Barnard and others described the provincial information unit’s function as being, in the main to supply the province with information and perspectives derived from open (that is non-secret) sources that would help inform provincial decision-making. To set up the unit, Barnard took on as hourly-paid workers two of the old order’s most accomplished operational intelligence officers — Piet Smit (who had worked in Portugal, the United States and elsewhere) and Louis Steyn (once based in Paris).

Smit and Steyn are, evidently, not the kind of intelligence officers who fly a desk. According to one insider, who was speaking outside the commission, Steyn is a “boer James Bond”. He added: “Hiring Louis to write open-source reports is a bit like hiring 007 as your secretary because he has nice legs.”

The information unit subsequently employed or drew on only highly rated intelligence officers from Barnard’s days as head of the apartheid-era National Intelligence Service, some of whom had remained on for a while when the NIA and South African Secret Service were formed. They included Dr Nel Marais, reckoned by both Barnard and Gilder to be a top-drawer intelligence analyst.

Over a period of nearly 18 months, the unit produced just nine reports for the provincial government — all of them, according to Gilder, covering areas on which the NIA either had or could produce quality material. The unit also established its own contacts with the United States Federal Bureau of Investigations to help deal with the terrorist threat in the Western Cape without informing the NIA or other arms of national government — an act Gilder said was out of order and potentially a threat to national security. The provincial unit, moreover, was instrumental in converting a strong room in the provincial administration building into a surveillance-free “secure space” in which meetings could be held without any fear that what was said could be bugged. The room was defended by an electronic device, brand-named Watchdog, designed to detect electronic surveillance. These measures were to reveal no outside bugging of provincial offices or officials, Barnard testified.

An NIA technical expert testified that the Watchdog device could also be used offensively — that is, to bug conversations in or close to the strong room — and he quoted from its manual to the same effect.
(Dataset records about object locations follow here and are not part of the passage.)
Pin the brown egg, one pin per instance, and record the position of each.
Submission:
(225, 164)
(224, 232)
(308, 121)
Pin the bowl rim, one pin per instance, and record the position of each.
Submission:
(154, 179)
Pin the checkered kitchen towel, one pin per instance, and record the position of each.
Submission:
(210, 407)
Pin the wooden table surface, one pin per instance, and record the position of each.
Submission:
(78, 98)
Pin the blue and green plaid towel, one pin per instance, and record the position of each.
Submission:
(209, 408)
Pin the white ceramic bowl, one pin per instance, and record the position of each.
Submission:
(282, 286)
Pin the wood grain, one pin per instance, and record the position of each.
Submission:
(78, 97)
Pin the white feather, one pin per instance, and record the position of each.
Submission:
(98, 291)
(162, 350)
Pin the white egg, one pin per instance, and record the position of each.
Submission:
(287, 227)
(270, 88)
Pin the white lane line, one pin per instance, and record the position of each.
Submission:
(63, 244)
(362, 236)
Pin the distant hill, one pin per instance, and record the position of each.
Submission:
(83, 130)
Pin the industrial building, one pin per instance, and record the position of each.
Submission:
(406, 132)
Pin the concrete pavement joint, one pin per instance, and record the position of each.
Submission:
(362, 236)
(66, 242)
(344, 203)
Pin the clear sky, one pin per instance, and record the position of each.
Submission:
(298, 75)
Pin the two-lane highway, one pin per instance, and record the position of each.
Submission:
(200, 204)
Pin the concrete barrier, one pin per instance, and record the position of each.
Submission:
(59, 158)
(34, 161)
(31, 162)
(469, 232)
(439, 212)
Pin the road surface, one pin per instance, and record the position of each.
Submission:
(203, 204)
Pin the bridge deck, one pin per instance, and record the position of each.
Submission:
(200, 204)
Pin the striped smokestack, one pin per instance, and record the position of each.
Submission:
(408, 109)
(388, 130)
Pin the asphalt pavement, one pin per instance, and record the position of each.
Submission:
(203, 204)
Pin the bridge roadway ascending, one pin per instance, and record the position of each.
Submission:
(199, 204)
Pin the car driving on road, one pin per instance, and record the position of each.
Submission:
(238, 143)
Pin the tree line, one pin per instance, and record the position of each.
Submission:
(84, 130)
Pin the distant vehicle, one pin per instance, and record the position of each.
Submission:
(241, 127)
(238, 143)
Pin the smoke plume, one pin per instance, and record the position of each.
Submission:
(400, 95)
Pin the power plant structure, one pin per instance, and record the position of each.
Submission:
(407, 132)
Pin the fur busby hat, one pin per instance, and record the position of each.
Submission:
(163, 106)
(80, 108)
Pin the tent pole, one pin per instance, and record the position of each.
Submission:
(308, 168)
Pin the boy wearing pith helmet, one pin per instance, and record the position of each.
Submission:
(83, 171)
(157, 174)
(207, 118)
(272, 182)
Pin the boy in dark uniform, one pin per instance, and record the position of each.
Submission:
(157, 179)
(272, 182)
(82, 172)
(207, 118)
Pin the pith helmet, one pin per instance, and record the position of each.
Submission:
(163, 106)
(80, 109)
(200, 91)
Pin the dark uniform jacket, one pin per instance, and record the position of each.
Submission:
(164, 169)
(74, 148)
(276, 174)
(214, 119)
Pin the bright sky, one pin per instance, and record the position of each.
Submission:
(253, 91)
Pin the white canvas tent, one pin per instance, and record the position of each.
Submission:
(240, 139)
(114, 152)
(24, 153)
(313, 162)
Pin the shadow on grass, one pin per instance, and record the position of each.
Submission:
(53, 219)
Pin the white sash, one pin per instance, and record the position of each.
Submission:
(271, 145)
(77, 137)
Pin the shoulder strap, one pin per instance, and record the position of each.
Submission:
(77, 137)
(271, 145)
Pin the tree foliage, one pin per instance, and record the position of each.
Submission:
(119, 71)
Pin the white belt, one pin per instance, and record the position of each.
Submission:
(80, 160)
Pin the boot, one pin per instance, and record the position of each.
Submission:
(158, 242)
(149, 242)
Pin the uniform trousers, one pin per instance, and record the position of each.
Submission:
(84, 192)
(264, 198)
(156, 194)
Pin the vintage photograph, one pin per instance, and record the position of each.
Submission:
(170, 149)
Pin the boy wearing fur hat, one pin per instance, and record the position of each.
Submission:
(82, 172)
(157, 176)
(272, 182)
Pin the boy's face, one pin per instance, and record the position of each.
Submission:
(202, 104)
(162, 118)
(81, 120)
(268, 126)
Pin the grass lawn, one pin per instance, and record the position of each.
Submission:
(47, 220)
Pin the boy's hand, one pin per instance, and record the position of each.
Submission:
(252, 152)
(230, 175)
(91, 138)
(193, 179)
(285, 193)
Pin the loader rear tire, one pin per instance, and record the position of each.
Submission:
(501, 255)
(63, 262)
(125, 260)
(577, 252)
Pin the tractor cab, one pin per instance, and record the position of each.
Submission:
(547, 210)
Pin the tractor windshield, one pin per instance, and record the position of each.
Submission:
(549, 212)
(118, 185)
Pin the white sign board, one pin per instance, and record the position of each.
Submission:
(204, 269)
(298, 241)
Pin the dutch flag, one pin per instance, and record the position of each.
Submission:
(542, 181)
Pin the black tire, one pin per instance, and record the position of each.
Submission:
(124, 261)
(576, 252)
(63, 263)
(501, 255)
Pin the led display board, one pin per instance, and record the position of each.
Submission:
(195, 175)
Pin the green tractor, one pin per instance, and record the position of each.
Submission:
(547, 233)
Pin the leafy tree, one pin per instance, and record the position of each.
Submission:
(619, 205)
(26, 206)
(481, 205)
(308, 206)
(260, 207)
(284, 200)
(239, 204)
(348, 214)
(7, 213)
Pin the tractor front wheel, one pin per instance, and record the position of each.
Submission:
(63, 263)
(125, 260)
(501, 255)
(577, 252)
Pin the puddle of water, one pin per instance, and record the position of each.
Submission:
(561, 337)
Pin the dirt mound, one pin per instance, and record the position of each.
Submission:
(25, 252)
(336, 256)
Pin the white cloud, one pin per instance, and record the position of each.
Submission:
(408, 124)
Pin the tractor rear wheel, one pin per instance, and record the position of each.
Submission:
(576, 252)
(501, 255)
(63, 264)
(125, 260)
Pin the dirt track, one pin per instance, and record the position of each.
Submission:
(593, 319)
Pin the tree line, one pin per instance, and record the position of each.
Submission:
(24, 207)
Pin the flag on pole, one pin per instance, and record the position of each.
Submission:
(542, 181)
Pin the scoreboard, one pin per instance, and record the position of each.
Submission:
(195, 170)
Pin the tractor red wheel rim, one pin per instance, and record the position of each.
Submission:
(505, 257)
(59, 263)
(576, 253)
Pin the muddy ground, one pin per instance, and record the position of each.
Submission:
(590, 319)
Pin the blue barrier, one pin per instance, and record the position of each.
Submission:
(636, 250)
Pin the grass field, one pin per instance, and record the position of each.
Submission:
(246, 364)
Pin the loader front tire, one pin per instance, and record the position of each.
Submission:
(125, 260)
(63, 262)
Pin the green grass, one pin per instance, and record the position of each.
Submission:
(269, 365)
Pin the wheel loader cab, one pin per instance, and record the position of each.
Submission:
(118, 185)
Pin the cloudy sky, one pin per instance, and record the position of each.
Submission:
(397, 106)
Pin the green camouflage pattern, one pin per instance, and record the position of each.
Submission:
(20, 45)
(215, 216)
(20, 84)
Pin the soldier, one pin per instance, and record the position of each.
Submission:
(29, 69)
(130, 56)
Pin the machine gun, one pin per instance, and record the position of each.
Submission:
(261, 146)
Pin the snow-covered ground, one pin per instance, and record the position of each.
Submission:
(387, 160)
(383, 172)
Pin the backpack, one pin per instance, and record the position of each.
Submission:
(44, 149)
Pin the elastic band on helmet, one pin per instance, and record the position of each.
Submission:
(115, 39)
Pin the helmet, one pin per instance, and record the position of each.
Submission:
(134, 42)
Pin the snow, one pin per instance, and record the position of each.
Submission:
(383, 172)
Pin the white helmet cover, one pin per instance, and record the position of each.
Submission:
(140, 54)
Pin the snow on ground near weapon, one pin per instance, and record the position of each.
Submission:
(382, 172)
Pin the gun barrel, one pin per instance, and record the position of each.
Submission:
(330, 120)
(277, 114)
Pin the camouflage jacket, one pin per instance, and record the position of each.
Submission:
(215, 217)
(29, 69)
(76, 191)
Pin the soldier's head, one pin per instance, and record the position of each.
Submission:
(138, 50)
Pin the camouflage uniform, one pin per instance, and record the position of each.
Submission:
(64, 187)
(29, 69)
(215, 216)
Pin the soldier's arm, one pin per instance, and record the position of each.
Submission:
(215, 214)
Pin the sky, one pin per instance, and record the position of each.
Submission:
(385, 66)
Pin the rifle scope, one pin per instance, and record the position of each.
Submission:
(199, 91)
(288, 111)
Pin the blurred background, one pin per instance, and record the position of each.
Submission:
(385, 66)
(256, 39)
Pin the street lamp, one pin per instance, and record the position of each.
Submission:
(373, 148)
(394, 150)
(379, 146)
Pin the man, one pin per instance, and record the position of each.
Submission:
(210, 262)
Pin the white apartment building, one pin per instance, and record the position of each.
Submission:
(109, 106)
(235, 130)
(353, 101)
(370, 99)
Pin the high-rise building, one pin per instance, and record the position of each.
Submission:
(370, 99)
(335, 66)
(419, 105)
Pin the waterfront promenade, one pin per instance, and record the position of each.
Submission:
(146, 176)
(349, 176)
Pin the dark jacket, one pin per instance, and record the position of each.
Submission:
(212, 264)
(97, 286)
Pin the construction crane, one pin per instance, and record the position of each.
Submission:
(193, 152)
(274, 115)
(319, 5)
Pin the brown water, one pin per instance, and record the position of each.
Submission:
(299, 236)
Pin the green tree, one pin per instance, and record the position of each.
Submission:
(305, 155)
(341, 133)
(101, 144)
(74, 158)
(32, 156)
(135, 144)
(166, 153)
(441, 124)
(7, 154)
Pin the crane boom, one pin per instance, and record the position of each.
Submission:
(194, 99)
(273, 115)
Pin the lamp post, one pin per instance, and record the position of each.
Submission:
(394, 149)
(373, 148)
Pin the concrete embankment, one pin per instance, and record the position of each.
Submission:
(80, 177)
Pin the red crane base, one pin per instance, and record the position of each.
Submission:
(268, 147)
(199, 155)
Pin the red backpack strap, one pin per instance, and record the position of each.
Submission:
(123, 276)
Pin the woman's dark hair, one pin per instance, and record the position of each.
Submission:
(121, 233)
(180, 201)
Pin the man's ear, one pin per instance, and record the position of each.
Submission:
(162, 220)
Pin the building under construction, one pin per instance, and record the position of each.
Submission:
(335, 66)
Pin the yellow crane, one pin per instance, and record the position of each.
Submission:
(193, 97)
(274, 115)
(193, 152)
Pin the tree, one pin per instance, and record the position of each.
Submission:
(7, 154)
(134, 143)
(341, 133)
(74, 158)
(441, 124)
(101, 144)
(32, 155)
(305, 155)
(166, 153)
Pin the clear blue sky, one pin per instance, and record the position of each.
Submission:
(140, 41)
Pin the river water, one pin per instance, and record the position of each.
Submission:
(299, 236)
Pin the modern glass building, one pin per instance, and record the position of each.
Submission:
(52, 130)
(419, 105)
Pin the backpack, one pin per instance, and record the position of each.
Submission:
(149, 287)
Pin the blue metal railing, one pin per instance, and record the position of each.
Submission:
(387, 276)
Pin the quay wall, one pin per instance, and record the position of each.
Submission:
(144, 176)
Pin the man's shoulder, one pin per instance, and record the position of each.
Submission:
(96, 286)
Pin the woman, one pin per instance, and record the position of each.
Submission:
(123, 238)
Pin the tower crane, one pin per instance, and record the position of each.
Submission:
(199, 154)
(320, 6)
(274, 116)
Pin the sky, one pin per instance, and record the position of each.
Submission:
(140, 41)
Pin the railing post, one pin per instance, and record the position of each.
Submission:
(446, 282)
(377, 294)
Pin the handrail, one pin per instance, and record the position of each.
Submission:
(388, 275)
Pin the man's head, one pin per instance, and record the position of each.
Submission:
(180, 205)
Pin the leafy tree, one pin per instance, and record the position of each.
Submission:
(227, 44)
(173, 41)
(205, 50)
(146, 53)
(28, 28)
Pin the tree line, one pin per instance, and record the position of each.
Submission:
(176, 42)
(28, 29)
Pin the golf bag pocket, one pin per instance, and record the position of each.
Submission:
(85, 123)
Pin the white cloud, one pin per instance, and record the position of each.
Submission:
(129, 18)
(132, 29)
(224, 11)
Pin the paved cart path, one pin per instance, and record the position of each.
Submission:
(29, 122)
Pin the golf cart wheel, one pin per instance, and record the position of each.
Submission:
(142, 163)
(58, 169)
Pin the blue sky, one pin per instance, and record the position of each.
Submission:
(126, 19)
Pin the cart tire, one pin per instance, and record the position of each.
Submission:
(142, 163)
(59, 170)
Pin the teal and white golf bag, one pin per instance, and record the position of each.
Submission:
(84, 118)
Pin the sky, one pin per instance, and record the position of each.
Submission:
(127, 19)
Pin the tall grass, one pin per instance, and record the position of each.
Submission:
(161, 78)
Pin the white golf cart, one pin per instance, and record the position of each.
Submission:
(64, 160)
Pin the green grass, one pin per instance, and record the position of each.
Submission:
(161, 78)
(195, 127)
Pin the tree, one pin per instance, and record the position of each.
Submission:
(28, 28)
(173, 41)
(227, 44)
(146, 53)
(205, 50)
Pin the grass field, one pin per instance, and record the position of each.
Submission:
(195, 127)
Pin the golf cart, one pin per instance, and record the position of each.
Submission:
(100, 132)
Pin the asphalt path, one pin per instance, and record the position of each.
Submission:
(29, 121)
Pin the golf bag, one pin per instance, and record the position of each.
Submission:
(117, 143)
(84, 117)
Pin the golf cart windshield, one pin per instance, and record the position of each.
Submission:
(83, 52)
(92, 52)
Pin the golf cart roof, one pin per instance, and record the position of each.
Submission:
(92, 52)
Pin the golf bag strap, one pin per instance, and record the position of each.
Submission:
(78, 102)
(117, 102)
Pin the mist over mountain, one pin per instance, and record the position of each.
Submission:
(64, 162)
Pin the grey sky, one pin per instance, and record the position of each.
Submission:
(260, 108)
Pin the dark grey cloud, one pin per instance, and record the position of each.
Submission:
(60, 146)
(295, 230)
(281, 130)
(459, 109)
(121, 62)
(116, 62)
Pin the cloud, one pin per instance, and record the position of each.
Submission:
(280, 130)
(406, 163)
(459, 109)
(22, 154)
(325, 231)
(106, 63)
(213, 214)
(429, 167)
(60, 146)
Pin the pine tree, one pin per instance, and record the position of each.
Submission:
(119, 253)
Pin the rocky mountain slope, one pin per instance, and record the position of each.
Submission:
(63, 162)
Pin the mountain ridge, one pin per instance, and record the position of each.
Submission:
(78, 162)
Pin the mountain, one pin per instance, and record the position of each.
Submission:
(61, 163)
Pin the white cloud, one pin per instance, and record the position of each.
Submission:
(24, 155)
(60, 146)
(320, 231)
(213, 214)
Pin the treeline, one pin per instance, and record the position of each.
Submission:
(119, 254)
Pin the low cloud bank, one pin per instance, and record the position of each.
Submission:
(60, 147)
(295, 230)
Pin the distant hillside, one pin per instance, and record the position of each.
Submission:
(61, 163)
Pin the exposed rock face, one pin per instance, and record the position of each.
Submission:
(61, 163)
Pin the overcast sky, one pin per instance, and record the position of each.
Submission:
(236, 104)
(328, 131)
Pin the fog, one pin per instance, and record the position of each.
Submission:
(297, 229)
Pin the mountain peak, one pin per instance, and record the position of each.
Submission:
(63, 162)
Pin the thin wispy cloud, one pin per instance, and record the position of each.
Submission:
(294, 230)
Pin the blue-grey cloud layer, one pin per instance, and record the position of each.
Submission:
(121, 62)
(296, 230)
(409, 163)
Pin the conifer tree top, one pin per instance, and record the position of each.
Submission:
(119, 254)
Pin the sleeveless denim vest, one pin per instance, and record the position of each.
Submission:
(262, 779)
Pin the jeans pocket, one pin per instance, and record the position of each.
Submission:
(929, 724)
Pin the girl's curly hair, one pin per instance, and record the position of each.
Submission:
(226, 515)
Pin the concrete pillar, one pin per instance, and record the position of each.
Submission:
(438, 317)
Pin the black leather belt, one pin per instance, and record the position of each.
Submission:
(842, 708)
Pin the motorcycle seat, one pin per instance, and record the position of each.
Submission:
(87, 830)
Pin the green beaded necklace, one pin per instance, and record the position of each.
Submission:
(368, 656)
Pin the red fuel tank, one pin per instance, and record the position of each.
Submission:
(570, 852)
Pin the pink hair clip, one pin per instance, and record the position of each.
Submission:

But Barnard denied this.

When, in late 2001, the NNP-DP coalition in the Western Cape gave way to an NNP-ANC coalition, almost all records of the information unit and its work, which cost the province some R1-million a year to maintain, were deleted or went missing.

This combination of circumstances and events, together with the acceptance by members of the information unit of allegedly classified information from a state intelligence official, led the NIA to fear that the unit might be an attempt by the old spy-master Barnard to re-enter the world in which he had once made his mark — this time outside of authorised structures (the Constitution allows the president alone to establish an intelligence organisation). Gilder feared the unit amounted to an alternative intelligence operation to the NIA in the province. Whereas some commission witnesses, including Hennie Bester, former Western Cape MEC for safety and security, said the unit was supposed to provide what he said NIA could not, Barnard denied this. Barnard indicated that, to the extent that he had had intelligence on his mind when he set up the unit, he had hoped for, and sought, cooperation between the unit and the intelligence community in the province.

The wounds reopened by the row are deep. They may, however, prove quite easy to heal. Barnard evidently craves fuller recognition of his status as an elder spook and his role in bringing South Africa to democracy. For its part, the NIA needs acknowledgement that it is maturing into a competent, unified domestic security agency — as its contributions to bringing an end to terrorism in the Western Cape and averting the recent alleged far-rightwing threat to national stability indicate it may be entitled to expect.